The existence and importance of the enzyme, Coulombe said, had been known in the scientific community for more than a decade, but had been virtually impossible to isolate in protein complexes.
“Our results indicate that siRNA-mediated silencing of MePCE expression reduces the steady-state level of cellular 7SK [small nuclear RNA], suggesting that MePCE protects 7SK from exonucleolytic degradation,” the researchers said.
Coulombe and his team are now working on a network of 100 proteins compared to the 32 they analyzed in the Molecular Cell article. Included are regulatory viral proteins.
“We want to know how these viral proteins interfere or connect with this network of interactions,” Coulombe said. They have also further refined their computational algorithm and raised the specificity and sensitivity levels to up to 95 percent.
They will be ready to present their findings in about a year, Coulombe said.
Just Like Google, For Protein Interactions
Guiding the work is Coulombe’s goal of the Human Proteotheque Initiative.
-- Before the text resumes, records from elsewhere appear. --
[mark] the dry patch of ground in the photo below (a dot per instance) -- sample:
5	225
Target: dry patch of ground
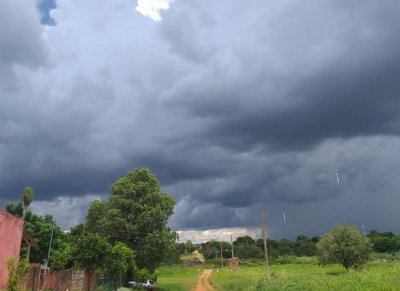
203	284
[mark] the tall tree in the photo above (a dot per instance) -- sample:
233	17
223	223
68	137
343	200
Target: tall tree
344	245
136	213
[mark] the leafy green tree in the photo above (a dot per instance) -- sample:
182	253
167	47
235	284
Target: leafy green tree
60	258
136	213
304	246
245	251
40	228
189	246
16	209
344	245
92	253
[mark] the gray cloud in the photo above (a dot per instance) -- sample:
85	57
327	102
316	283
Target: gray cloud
232	105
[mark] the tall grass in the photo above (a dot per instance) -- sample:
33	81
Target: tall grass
376	276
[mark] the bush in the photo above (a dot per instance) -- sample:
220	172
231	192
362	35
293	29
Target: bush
282	260
16	272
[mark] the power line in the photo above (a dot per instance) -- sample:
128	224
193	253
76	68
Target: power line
387	182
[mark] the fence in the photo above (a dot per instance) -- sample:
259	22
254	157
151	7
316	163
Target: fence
72	280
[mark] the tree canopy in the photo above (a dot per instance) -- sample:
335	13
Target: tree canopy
344	245
136	213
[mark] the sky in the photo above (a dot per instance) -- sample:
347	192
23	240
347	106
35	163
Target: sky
290	106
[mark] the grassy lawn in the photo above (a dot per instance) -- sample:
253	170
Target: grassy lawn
376	276
301	276
179	278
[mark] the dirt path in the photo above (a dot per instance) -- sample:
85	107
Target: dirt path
203	283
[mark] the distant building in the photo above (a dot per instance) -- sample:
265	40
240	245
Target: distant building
234	262
11	232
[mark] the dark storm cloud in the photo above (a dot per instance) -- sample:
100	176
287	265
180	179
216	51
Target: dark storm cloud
232	105
352	92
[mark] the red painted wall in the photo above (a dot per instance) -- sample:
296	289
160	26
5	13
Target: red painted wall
11	229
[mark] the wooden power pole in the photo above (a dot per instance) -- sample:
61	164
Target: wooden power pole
264	234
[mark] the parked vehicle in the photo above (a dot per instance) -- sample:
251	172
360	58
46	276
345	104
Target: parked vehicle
133	284
148	284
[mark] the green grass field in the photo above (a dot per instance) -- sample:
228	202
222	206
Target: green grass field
376	276
307	276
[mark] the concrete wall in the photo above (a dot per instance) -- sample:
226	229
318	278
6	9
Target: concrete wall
11	229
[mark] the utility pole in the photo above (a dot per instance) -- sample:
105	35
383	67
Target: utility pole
84	228
222	260
364	232
264	234
51	240
232	246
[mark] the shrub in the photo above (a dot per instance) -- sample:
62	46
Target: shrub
16	272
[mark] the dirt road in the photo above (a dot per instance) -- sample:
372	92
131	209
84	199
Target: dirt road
203	284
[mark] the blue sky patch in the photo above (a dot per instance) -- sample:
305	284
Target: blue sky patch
44	7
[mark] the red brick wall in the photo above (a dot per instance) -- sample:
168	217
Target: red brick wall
11	229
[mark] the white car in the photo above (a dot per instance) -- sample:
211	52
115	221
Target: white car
148	284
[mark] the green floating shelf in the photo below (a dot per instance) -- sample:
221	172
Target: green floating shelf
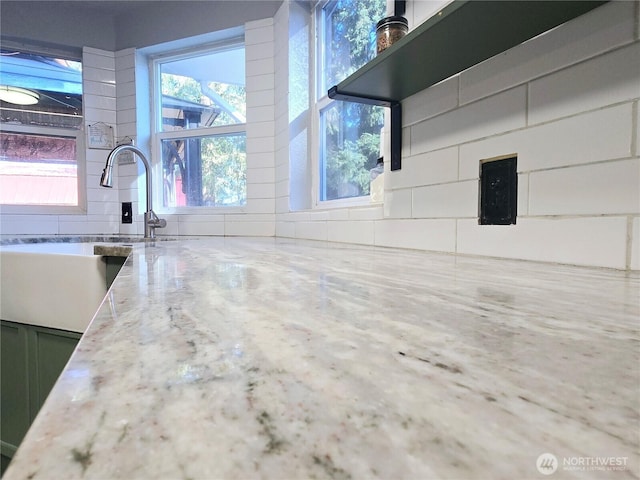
461	35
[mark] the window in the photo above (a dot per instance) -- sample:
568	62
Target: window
201	127
349	132
40	136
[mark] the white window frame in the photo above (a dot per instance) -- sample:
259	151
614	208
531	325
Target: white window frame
81	172
157	135
321	101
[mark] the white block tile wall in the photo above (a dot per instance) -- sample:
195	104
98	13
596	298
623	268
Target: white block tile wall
427	168
591	137
600	189
596	32
596	83
566	103
448	200
634	247
397	203
491	116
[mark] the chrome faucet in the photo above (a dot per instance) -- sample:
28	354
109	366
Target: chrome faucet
151	220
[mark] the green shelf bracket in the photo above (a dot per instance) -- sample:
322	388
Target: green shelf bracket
461	35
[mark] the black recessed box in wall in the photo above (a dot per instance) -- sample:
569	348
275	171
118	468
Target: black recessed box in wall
127	213
498	191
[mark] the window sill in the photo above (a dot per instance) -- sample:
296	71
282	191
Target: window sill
346	203
42	210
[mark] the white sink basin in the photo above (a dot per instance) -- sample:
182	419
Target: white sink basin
56	285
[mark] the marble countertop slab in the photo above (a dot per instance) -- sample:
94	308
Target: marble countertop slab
235	358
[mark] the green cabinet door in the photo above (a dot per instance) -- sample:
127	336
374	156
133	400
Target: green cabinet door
50	351
114	264
15	414
32	359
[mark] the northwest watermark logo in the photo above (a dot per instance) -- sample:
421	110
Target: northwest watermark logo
548	464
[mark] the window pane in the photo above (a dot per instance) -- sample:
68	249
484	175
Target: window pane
203	90
350	146
205	171
348	37
39	97
56	85
38	169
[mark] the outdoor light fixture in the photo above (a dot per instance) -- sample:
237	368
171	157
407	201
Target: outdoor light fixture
18	96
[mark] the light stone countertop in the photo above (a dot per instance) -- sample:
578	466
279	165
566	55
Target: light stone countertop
240	358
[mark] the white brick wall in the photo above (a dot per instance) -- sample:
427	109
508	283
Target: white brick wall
566	103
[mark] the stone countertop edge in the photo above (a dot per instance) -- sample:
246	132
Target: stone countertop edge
113	250
273	358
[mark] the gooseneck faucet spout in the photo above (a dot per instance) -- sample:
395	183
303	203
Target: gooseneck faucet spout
151	220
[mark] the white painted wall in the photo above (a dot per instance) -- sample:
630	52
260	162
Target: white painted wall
567	104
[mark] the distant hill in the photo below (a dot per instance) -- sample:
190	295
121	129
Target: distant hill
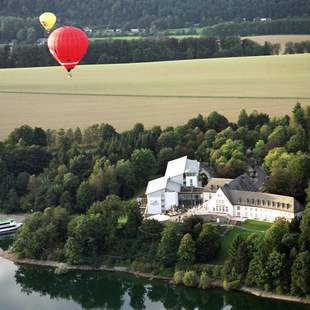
161	14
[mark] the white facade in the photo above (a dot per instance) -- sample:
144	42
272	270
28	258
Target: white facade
163	193
225	203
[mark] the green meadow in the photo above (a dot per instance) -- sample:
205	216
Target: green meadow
158	93
244	230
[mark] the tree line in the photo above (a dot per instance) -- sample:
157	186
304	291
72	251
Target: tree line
162	14
74	168
80	186
127	51
300	25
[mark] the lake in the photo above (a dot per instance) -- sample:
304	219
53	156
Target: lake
29	288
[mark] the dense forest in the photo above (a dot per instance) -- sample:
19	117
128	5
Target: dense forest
269	27
80	184
126	51
162	14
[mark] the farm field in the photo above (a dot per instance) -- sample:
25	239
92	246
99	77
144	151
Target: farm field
162	93
281	39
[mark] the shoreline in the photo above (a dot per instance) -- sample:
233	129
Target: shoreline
215	284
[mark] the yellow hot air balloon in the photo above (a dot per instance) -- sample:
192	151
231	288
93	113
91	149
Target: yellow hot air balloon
48	20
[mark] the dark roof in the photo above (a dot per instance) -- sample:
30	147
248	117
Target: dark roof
242	183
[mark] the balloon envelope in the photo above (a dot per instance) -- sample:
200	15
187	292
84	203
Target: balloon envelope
68	45
48	20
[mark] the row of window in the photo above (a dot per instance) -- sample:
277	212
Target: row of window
220	208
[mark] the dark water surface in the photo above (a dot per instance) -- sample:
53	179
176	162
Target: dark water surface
36	288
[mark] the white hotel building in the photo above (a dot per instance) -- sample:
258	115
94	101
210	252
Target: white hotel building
234	198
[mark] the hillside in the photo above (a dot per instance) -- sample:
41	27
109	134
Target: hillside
156	13
163	93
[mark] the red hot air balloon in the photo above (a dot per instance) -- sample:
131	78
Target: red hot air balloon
68	45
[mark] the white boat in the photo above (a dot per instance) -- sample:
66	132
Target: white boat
9	227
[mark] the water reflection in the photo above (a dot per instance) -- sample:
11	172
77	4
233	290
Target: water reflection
94	290
39	288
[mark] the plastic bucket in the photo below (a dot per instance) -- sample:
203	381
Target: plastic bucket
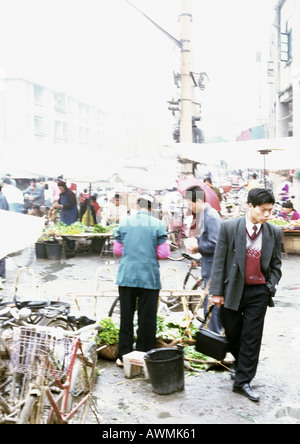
98	244
54	250
40	250
166	370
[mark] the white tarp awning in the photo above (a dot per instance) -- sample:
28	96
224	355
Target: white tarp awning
245	154
18	231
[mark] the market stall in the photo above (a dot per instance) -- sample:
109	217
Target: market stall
291	241
86	238
290	234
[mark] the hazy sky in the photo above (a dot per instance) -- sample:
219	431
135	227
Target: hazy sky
106	53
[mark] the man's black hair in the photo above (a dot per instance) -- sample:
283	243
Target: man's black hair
260	196
194	193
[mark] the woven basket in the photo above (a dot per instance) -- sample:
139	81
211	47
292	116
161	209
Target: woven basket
110	352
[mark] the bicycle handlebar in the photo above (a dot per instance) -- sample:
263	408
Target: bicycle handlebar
192	257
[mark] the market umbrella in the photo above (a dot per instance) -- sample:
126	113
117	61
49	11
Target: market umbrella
210	194
18	231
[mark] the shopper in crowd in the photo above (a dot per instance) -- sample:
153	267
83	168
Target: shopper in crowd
246	270
36	210
141	240
253	182
288	211
67	204
209	222
116	210
284	189
34	194
13	195
3	206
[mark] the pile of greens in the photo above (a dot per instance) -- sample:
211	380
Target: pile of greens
168	329
110	333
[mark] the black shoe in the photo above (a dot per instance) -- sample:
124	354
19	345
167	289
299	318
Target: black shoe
247	391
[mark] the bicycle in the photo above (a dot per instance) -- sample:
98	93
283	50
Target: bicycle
174	302
53	374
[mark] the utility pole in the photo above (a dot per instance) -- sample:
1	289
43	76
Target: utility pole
187	85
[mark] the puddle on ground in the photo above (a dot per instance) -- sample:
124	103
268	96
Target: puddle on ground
289	412
50	272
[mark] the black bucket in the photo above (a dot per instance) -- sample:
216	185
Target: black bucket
98	244
54	250
166	370
40	250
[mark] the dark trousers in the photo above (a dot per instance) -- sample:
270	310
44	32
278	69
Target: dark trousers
3	267
145	301
244	329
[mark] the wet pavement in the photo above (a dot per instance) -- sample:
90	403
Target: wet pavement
208	396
By mapping protein interactions, he hopes to build a technology platform that he compares to the Google search engine. Just as Google uses a complex algorithm to weed out irrelevant search results while gathering relevant information, Coulombe wants to create a protein interaction search engine that will present only relevant results.
Coulombe acknowledges HuPI is an ambitious project whose undertaking could outlast him. Little remains known about protein interactions in humans due to their complexity.
“We’re at the beginning of [understanding what happens when proteins interact with each other]. What we see is a kind of snapshot, a picture of the average of the interactions that are going on in cells. It’s much more complicated than we imagine,” Coulombe said.
While he foresees his research having use in drug development, Coulombe said he is not interested in pursuing that line of research for now.
There are people “much more qualified to do that than I am,” he said. “My plan is to give them the data.”